Von Eberhard Falcke | 08.10.2007
    Er wusste beizeiten, was er wollte. Bereits als 15-Jähriger notierte der Jüngling, der damals noch Curzio Suckert hieß:
    "Der Ruhm! Der Ruhm ist das einzige Glück, der einzige Reichtum."

    Das war im Jahr 1913, kurz bevor die Kämpfe und Verbrechen des Zwanzigsten Jahrhunderts losbrachen. Bei der Wahl seines durch die Bonapartes inspirierten Schriftstellernamens griff er zugleich ins Helden- wie ins Antihelden-Register. Schon ganz am Anfang seiner Karriere bezichtigte ihn der Kommunist Antonio Gramsci des "zügellosen Arrivismus" und traute ihm um des Erfolges willen jede Ruchlosigkeit zu. Gegen Ende des Zweiten Weltkrieges warf man ihm vor, dass er, der ehemalige Faschist, sich nun plötzlich auf die Seite der Alliierten schlug. Der Vorwurf des Opportunismus begleitete Malaparte sein Leben lang mit solcher Hartnäckigkeit, dass er sich darüber lustig machte, indem er seine Gegner wissen ließ:

    "Ich kann stets anders. Gott helfe mir!"

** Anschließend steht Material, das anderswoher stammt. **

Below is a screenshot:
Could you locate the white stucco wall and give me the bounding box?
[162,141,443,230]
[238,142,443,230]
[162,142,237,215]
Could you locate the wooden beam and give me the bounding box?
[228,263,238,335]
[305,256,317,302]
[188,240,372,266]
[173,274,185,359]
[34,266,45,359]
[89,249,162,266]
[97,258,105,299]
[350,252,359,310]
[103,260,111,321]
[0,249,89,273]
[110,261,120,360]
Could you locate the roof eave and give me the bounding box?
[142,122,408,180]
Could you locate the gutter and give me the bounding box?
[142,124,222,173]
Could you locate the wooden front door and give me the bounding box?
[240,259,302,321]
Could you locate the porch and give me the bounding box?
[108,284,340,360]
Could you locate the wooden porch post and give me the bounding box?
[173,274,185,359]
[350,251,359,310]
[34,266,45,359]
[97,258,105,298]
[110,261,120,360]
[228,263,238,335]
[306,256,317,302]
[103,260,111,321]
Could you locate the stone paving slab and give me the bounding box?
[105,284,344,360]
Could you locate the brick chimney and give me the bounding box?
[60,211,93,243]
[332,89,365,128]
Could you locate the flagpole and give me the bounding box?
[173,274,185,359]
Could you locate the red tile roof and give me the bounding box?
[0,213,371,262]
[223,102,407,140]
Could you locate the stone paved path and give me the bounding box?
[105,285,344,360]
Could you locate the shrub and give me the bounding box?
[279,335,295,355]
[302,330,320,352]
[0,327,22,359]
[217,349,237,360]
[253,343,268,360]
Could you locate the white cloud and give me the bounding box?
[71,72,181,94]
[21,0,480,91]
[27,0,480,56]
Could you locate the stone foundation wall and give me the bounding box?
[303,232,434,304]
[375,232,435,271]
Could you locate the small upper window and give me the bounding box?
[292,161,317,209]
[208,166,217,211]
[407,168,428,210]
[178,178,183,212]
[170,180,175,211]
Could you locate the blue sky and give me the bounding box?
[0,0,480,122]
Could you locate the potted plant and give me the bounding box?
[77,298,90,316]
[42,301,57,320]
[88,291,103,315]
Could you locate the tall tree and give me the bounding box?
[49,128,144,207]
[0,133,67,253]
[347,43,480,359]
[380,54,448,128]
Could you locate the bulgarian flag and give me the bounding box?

    Doch so wankelmütig, wie es den Buchhaltern der Parteilichkeit immer erscheinen mochte, war er gar nicht. Worum ging es bei seinem ersten publizistischen Scoop? In dieser furiosen Streitschrift attackierte er die Kaiser, Könige und Generäle Europas. Gestützt auf seine Erfahrungen als junger Leutnant im Ersten Weltkrieg beschuldigte er sie, die männliche Jugend ihrer Länder aus reinem Eigennutz in den Tod geschickt zu haben. Er begrüßte die kollektivistische Revolution in Russland ebenso wie er sich in Italien eine Revolution aus dem Geist des Individualismus erhoffte. Nach seinem Parteieintritt galt er bald als die "brillanteste Feder des Faschismus". Dennoch vertrat er nicht den üblichen rechten Anti-Kommunismus.

    Vielmehr überwarf er sich mit Mussolini, dessen Bündnis mit Hochfinanz, Industrie und herrschenden Schichten er als Verrat am "integralen" Faschismus ansah.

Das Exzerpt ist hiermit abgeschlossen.